Re: Final text of GPL v3
Anthony W. Youngman wrote:
And as I see it, if I say "My program is licenced under GPLv3 with the
following exceptions ...", if the user ignores the exception, they have
broken the terms I set for them to use the program, and the GPL doesn't
apply, so they can't take advantage of the clause allowing them to
remove the exception ...
This seems to suggest that the terms that you wrote explicitly have some
special trumping value over the terms in the text of the GPL itself. I
don't think that's true.
Here's a thought experiment:
Suppose I wrote some software, and wrote it to a CD, erasing all other
copies. I then wrote out, in longhand, the text of the GPLv3 on paper,
and attached it to the CD, and gave it to you.

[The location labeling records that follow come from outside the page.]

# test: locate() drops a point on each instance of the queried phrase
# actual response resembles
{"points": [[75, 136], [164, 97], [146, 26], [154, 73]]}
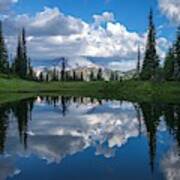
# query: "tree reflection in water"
{"points": [[148, 115]]}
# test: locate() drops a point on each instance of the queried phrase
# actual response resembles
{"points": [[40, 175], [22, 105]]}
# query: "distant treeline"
{"points": [[150, 69]]}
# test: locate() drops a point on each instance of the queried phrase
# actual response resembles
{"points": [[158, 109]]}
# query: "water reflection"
{"points": [[52, 128]]}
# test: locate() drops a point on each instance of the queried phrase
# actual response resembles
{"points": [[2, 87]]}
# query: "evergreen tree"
{"points": [[177, 56], [41, 77], [99, 75], [82, 77], [169, 65], [91, 78], [112, 76], [151, 59], [55, 75], [63, 70], [138, 68], [3, 53], [21, 60], [47, 77], [74, 76], [24, 53]]}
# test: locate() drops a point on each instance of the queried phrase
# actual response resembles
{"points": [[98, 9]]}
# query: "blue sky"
{"points": [[96, 28], [132, 14]]}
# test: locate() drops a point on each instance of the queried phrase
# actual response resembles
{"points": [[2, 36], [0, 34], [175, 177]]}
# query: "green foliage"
{"points": [[169, 65], [4, 65], [99, 75], [177, 56], [151, 59], [22, 65]]}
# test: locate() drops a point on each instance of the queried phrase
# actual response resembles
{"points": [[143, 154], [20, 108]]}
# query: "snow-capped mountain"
{"points": [[80, 65]]}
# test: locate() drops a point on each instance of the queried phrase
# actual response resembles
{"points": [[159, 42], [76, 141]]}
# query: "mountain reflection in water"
{"points": [[111, 139]]}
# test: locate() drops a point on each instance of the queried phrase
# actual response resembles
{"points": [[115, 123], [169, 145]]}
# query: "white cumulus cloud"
{"points": [[171, 8]]}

This software would
clearly be under the GPLv3, and you could redistribute it under those terms.
Now suppose the same situation, except that I also wrote an extra
restriction at the bottom: "Also, if you copy and distribute this code,
you must send me a postcard."
Now, a bit of the text I wrote out in my own handwriting earlier says
that if I put any extra restrictions on, you can ignore them. I quite
clearly wrote that you can - it's there, in my own handwriting. So you
can surely choose to do exactly that.
Why does the same logic not apply when the text of the GPLv3 was not
typed out or written by you, but just added to your software distribution?
Now, if I specifically disclaim section 7 in my additional text, then
that's perhaps different. But that would just demonstrate that my intent
was to confuse :-)
At the end of the day, the intentions of the licensor are important, and
if those intentions are made explicitly clear, it's a bit difficult for
the GPL to contradict them.
But the GPL _is_ the intent of the licensor. You know this, because they
start with "I license this code under the terms of the GPL(v3)..."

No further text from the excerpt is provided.